5. The copper alloy material according to claim 4, wherein said second phase is formed of a chemical compound including at least one of Si, Co, Ni, Fe, Ti, Zr and Cr.

6. The copper alloy material according to claim 5, wherein said second phase is formed of the chemical compound including three elements.

7. A method for production of the copper alloy material according to claim 1, comprising the step of: applying a process on a copper alloy material, said process sequentially including casting (1), homogenizing heat treatment (2), hot working (3), facing (4), cold working (6), solution heat treatment (7), cold working (9), aging precipitation heat treatment (10), cold working (11), and refining annealing heat treatment (12),wherein a sum of a processing rate R1(%) in the cold working (9) and a processing rate R2(%) in the cold working (11) is between 5% and 65%.

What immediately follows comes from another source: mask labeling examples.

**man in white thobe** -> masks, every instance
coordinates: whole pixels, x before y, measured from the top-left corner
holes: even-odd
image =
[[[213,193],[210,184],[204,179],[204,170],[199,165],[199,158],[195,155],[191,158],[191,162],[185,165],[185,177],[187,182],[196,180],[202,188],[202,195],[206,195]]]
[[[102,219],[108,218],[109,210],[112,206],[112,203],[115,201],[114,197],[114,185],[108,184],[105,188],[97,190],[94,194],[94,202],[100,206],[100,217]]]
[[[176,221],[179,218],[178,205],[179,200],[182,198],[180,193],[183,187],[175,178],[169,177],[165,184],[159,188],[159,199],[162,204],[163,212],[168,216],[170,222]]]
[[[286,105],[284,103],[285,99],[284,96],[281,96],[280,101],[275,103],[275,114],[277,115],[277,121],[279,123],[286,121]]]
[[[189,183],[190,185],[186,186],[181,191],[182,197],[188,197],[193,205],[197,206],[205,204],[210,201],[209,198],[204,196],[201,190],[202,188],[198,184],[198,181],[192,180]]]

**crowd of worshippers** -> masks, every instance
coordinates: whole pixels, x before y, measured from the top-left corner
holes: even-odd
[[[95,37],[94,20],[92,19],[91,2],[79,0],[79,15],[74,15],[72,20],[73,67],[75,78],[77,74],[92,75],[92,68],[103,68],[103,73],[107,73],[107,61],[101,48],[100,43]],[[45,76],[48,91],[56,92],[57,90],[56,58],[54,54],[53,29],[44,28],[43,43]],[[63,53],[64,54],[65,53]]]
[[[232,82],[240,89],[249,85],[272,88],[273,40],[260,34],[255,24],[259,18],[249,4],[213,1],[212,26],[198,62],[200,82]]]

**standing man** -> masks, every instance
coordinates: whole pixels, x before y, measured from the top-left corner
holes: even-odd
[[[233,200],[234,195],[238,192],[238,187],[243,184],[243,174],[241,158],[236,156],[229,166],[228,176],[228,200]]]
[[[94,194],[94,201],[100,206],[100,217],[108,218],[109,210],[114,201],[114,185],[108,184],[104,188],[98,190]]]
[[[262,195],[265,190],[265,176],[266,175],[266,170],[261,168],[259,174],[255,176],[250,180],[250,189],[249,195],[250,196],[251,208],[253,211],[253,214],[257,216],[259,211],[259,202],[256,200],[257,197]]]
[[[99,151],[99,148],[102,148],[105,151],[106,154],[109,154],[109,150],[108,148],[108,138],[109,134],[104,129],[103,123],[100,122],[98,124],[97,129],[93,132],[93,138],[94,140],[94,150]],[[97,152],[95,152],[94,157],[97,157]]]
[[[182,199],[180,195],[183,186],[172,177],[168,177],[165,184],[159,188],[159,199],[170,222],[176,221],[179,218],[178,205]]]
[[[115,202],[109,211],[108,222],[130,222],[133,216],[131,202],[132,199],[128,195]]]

8. A method for production of the copper alloy material for an electronic/electrical device according to claim 1, comprising the step of: applying a process on a copper alloy raw material, said process sequentially including casting (1), homogenizing heat treatment (2), hot working (3), facing (4), cold working (6), solution heat treatment (7), aging precipitation heat treatment (8), cold working (9), aging precipitation heat treatment (10), cold working (11), and refining annealing heat treatment (12),wherein a sum of a processing rate R1(%) in the cold working (9) and a processing rate R2(%) in the cold working (11) is between 5% and 65%, a treatment temperature in the aging precipitation heat treatment (8) is between 400° C. and 700° C., and a treatment temperature in the aging precipitation heat treatment (10) is lower than the treatment temperature in the aging precipitation heat treatment (8).

9. The method for production of the copper alloy material for an electronic/electrical device according to claim 7, wherein said process further includes aging precipitation heat treatment (5) at a temperature between 400° C. and 800° C. for between five seconds and twenty hours after the facing (4), said cold working (6) being performed thereafter.